Manufacturing under considerable pressure during lockdown, Absa survey shows
The results from JSE-listed Absa’s Manufacturing Survey for the second quarter show that even some essential service manufacturers were severely impacted on by the Covid-19-related lockdown, while even a resilient sector like food and beverage manufacturing saw a significant deterioration in business conditions.
The quarterly survey, which covered about 700 business people in the manufacturing sector, was conducted by the Bureau for Economic Research (BER) at Stellenbosch University between May 13 and June 1.
Overall manufacturing business confidence and consumer demand have been eroded to levels worse than those seen during the global financial crisis of 2008/9. Manufacturing confidence fell from 17 index points in the first quarter to a record-low of six index points in the second quarter.
While confidence among food and beverage producers increased from 11 to a still poor 17 index points in the second quarter, these manufacturers indicated that the current business conditions were some of the worst on record. Domestic and export sales plunged to a record low.
Moreover, a net 15% of these respondents experienced a decline in production in the second quarter of 2020 compared with the second quarter of 2019.
Social distancing and the shutdown of the leisure and hospitality sector (restaurants, bars, the wine industry, wedding and catering services) have had a direct impact on the demand for food and beverage manufacturers’ goods.
“Despite widespread relief measures to address the impact of the lockdown on households and businesses and interest rates at historic lows, the knock-on effects of the lockdown are still being felt.”
Insufficient demand was rated as a very serious constraint on business conditions in the food and beverages sector, with the indicator rising to the highest level in 19 years,” said Absa retail and business bank manufacturing sector head Justin Schmidt.

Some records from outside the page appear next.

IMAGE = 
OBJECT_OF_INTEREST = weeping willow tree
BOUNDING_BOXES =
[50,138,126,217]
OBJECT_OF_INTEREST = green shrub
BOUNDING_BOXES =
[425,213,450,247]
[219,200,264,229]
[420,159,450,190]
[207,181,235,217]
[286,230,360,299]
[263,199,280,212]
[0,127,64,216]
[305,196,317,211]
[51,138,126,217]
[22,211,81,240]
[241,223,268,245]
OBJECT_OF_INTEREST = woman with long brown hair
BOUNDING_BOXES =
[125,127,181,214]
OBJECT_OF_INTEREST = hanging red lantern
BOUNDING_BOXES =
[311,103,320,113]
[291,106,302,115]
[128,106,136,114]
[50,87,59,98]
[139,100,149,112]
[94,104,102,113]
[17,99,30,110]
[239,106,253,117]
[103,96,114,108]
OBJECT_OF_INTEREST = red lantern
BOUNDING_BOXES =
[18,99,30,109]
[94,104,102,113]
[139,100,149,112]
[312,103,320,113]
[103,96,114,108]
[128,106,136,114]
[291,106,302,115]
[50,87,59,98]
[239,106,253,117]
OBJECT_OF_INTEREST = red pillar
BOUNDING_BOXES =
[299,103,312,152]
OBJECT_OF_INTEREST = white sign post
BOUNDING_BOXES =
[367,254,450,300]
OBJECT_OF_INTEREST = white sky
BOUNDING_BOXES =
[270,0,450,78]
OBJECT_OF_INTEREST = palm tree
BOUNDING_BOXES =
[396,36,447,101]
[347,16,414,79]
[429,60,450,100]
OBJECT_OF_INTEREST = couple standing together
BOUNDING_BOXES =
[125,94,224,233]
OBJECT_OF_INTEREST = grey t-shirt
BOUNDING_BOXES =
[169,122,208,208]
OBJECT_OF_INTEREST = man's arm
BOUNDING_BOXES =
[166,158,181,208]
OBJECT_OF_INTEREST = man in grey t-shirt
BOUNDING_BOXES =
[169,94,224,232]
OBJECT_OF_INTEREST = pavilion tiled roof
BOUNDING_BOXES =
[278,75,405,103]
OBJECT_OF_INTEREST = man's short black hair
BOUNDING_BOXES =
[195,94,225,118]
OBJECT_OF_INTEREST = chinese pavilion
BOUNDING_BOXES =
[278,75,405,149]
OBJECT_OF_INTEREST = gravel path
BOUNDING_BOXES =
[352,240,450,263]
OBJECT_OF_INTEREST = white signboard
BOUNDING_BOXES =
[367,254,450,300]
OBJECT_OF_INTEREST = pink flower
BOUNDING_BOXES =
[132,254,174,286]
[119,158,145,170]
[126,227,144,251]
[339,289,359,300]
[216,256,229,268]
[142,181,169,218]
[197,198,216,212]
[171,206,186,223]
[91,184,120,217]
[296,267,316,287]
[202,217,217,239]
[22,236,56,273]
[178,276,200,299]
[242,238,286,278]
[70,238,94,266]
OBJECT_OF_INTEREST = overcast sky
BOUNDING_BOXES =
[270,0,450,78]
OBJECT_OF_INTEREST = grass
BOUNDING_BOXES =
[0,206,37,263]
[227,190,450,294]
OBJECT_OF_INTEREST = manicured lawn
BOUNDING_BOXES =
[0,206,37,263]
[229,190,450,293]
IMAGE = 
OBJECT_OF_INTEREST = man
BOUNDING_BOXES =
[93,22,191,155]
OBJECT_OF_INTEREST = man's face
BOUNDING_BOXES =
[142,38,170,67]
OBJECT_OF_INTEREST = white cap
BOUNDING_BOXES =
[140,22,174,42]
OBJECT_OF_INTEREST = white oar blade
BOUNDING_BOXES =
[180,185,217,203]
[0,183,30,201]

Manufacturers have noted production inefficiencies owing to the limitations placed on production. This likely contributed to an increase in the total cost per production unit accelerating at a time when sales prices are under pressure in both the domestic and export market.
The fact that food and beverage manufacturers are expecting business conditions to worsen over the next 12 months is of great concern, said Absa.
As the bulk of South Africa’s food exports are to its neighbouring countries, how the rest of Africa recovers from this crisis will be important for the recovery and growth of South African food and beverage manufacturers.
“The speed of recovery as well as the long-term success of the industry will depend on unlocking some of the constraints that the sector is facing, such as insufficient power supply, the need for regulatory reform in the form of master plans, as well as unlocking demand through infrastructure investment. Furthermore, this success will also be dependent on support for the localisation of production and buying local,” Schmidt said.